This post was originally published on this site.
Diving competition photograph via Wikimedia Commons.
Angie Griffin is a 46-year-old Massachusetts swimmer who has competed at the top of her age division in U.S. Masters Swimming for over a decade. Last April, at the national championships in San Antonio, she finished second in the breaststroke. It wasn’t until after the meet that she learned she lost to a man.
Hugo Caldas, a 47-year-old male competing in the women’s 45-49 division, took home five national titles that day — swimming visibly seconds ahead of his female competitors. Caldas previously competed in the men’s division from 2002 to 2004 and now holds more than a dozen records in the women’s division including titles in rowing, CrossFit, and weightlifting.
Griffin filed a formal protest with U.S. Masters Swimming and published an op-ed in Swimming World Magazine making the case plainly: coming in second to a biological male at a national championship is injustice. Texas Attorney General Ken Paxton agreed, launching an investigation and eventually a lawsuit, calling the policy reprehensible and a demonstration of deep contempt for women.
USMS responded with a modified eligibility policy that sounded promising until you read the fine print. National championship events were quietly reclassified as local recognition programs, exempting them from the new requirements entirely. World Aquatics banned Caldas for five years after he refused a chromosome test. USMS, meanwhile, concluded that Caldas had demonstrated she was female.

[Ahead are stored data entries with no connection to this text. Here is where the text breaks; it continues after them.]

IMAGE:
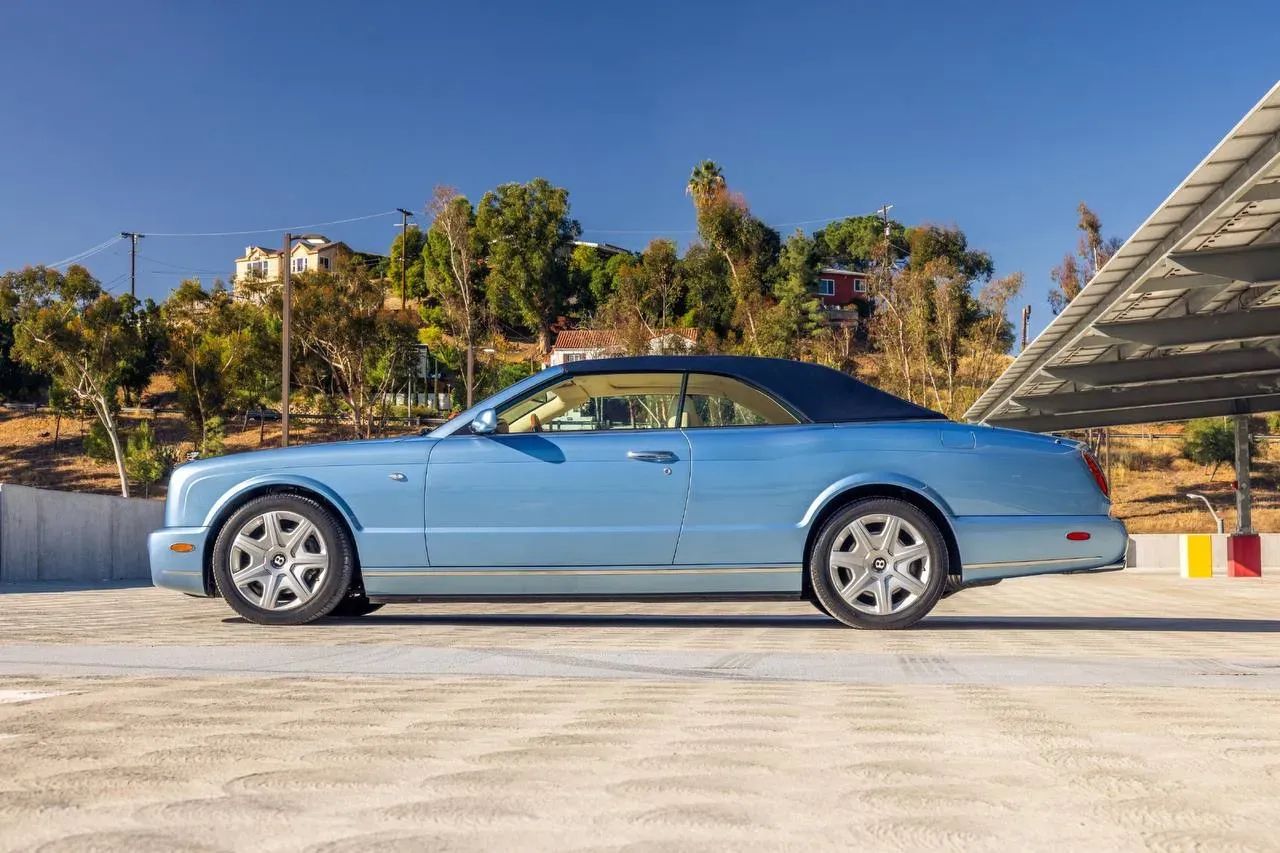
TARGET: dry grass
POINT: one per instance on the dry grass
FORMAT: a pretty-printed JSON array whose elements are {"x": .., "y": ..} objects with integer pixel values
[
  {"x": 1150, "y": 480},
  {"x": 28, "y": 455}
]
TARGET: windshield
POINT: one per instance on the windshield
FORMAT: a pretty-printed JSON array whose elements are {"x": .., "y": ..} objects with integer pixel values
[{"x": 521, "y": 387}]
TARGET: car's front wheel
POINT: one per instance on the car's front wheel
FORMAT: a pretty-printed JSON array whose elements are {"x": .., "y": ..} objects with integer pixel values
[
  {"x": 353, "y": 606},
  {"x": 878, "y": 562},
  {"x": 283, "y": 560}
]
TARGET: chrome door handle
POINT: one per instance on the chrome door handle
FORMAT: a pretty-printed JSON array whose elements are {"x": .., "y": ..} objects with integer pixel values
[{"x": 652, "y": 456}]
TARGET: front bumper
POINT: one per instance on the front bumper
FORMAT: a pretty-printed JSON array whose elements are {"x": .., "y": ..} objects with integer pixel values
[{"x": 183, "y": 571}]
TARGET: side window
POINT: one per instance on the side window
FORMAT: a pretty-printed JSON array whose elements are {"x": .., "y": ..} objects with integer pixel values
[
  {"x": 597, "y": 402},
  {"x": 720, "y": 401}
]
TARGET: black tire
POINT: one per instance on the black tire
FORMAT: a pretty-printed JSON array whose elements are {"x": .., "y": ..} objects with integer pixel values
[
  {"x": 824, "y": 585},
  {"x": 339, "y": 564},
  {"x": 353, "y": 606},
  {"x": 822, "y": 609}
]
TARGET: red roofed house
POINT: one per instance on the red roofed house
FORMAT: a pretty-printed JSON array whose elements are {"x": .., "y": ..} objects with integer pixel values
[
  {"x": 577, "y": 345},
  {"x": 842, "y": 291}
]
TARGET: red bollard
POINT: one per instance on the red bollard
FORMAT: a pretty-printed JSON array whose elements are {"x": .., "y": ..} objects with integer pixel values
[{"x": 1244, "y": 555}]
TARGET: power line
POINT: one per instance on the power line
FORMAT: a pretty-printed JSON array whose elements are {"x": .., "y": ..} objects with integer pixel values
[
  {"x": 178, "y": 267},
  {"x": 88, "y": 252},
  {"x": 269, "y": 231}
]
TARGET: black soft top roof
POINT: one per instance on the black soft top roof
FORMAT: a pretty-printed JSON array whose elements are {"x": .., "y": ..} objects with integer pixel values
[{"x": 818, "y": 393}]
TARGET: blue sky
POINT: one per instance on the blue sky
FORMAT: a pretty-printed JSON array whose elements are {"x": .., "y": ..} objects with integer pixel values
[{"x": 997, "y": 117}]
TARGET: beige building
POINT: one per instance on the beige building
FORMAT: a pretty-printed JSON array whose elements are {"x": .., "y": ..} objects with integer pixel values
[
  {"x": 577, "y": 345},
  {"x": 310, "y": 252}
]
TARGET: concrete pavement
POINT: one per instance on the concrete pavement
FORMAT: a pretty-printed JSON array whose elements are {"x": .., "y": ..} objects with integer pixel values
[{"x": 1111, "y": 712}]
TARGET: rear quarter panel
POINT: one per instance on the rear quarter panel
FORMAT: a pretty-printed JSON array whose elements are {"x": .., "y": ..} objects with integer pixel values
[{"x": 755, "y": 491}]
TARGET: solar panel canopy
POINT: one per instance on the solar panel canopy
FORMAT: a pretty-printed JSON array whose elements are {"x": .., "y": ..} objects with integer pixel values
[{"x": 1183, "y": 320}]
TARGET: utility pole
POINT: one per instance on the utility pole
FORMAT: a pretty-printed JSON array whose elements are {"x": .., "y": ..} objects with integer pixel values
[
  {"x": 883, "y": 213},
  {"x": 133, "y": 260},
  {"x": 405, "y": 217},
  {"x": 287, "y": 322}
]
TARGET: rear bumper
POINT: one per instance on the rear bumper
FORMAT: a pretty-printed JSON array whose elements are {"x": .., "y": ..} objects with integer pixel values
[
  {"x": 182, "y": 571},
  {"x": 996, "y": 547}
]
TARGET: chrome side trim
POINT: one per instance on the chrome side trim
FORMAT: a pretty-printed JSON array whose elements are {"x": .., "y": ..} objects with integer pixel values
[
  {"x": 1114, "y": 566},
  {"x": 641, "y": 570},
  {"x": 1014, "y": 564}
]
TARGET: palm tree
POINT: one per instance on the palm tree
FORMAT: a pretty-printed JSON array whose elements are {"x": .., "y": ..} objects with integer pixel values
[{"x": 705, "y": 182}]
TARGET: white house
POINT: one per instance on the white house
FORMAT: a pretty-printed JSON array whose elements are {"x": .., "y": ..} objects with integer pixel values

When Griffin posted an article about Caldas’ history to a USMS community forum to warn her fellow competitors, an unnamed swimmer filed a grievance against her for unsporting conduct! Now she faces a lifetime ban from the organization — not for cheating or even poor sportsmanship, but for stating facts.
These are not professional athletes with sponsorships and legal teams. These are working women who swim before and after their jobs because they love the sport. As Griffin put it — it doesn’t matter if it’s the Olympics or the playground. Competitive fairness is non-negotiable. Angie Griffin isn’t backing down from this fight, and neither should we. Fighting for common sense and fairness is essential for women’s sports. Speaking the truth is not about bigotry, it’s about biology.